Le 2 février 2012 à 23:26, Kate Milie a dit...

Après 11 mois de retard : Hello ;-)

Le 14 février 2011 à 22:14, Salomé Mulongo a dit...
Mais qui voilà sur Arts et Lettres. Bienvenue Christel. Tu seras à la Foire du Livre ? Hâte de lire ton livre.Bisettes.
Le 14 février 2011 à 22:11, Pirschel Robert a dit...
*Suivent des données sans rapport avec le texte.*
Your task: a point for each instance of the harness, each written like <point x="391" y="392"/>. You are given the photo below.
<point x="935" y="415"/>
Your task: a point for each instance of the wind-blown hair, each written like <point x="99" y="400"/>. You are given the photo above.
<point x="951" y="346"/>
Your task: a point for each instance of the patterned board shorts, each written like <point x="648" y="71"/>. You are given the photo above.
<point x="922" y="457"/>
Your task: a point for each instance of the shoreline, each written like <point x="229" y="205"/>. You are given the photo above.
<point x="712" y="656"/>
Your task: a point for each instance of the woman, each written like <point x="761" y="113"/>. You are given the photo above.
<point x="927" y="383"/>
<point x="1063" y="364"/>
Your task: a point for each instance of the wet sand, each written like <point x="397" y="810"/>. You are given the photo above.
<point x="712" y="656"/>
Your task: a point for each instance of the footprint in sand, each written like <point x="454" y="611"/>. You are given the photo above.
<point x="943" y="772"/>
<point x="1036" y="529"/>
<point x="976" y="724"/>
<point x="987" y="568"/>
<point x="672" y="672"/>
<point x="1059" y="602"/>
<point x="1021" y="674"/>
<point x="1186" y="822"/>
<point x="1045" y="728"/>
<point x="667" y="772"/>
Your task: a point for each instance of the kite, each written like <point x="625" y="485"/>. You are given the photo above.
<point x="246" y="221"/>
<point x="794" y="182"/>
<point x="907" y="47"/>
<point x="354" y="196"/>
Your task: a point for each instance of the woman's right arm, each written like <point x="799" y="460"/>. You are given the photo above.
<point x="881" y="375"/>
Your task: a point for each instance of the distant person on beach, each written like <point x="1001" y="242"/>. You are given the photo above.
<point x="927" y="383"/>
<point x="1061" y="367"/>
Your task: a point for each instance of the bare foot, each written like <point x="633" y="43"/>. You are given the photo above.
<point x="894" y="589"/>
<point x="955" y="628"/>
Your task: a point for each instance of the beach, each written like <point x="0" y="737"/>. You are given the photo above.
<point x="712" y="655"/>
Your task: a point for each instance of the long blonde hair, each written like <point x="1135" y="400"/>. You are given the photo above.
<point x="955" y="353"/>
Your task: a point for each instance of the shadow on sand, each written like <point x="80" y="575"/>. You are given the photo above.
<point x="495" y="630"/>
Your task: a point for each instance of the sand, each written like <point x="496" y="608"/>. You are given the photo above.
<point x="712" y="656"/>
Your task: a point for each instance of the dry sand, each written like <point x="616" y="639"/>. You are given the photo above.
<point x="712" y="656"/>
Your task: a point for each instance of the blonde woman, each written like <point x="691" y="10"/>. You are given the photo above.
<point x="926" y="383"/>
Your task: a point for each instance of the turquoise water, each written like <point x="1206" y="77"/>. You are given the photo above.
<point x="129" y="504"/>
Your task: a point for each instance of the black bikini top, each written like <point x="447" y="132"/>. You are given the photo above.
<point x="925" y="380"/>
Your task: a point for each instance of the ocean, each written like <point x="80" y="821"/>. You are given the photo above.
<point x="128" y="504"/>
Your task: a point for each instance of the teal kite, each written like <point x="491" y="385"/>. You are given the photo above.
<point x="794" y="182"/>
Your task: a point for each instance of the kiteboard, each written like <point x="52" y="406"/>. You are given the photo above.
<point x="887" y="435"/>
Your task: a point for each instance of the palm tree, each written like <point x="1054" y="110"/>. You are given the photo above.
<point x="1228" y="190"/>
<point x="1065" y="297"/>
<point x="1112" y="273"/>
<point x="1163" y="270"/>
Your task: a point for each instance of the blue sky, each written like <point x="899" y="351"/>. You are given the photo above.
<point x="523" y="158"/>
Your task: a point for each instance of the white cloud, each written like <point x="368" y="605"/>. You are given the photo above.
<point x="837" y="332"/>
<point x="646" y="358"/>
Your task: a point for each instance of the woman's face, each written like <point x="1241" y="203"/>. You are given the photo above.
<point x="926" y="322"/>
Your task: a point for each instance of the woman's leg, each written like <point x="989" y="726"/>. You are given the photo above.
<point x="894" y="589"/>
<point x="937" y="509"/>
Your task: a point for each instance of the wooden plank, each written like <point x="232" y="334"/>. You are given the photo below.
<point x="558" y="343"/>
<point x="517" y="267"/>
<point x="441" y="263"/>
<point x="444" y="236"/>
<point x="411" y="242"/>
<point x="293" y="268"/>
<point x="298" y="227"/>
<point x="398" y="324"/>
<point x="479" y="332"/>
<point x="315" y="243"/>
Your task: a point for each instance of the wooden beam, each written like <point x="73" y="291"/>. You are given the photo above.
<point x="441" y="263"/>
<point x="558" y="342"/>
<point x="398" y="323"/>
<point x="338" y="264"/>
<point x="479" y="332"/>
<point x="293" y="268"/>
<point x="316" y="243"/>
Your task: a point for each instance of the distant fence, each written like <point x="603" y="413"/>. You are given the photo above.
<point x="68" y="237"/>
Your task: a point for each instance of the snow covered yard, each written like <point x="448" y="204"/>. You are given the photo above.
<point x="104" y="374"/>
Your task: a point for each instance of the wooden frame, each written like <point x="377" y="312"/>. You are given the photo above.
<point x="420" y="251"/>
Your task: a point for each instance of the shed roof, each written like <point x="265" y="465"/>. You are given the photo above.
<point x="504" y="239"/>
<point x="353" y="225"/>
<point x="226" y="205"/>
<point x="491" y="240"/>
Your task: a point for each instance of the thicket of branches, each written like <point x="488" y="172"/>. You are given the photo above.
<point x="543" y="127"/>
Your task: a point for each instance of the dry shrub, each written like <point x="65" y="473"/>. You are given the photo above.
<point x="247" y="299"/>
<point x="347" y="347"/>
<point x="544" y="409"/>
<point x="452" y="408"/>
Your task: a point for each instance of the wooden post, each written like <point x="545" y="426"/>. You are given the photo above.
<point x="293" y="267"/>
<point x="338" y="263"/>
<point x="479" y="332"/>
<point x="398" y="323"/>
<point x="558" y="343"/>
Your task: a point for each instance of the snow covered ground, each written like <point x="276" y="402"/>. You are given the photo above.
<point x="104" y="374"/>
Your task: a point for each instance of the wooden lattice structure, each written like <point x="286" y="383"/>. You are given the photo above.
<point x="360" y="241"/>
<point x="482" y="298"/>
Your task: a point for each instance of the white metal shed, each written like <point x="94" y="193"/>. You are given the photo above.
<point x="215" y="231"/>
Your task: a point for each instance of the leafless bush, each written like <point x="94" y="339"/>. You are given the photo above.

C'est un plaisir que savoir mes tableaux dotés du pouvoir de transport. J'essaye plus, de créer cette sensation de voyage aux travers de mes petites poésies ou pensées sur ma page blogues ou notes ! Mais c'est vrai qu'arriver à provoquer l'évasion par le regard sur une toile c'est le but que se donne tout peintre digne de ce nom

Alors merci pour votre "transport" !

Le 14 février 2011 à 21:45, Pirschel Robert a dit...

Bonjour Christel, j'ose espérer que nous aurons le bonheur de quelques échanges heureux. Sans savoir du talent comme vous en avez, je m'ose à quelques petites fantaisies littéraires, mais je suis avant tout peintre, par état d'âme.Jouer avec des pinceaux n'empêche pas d'aimer la poésie.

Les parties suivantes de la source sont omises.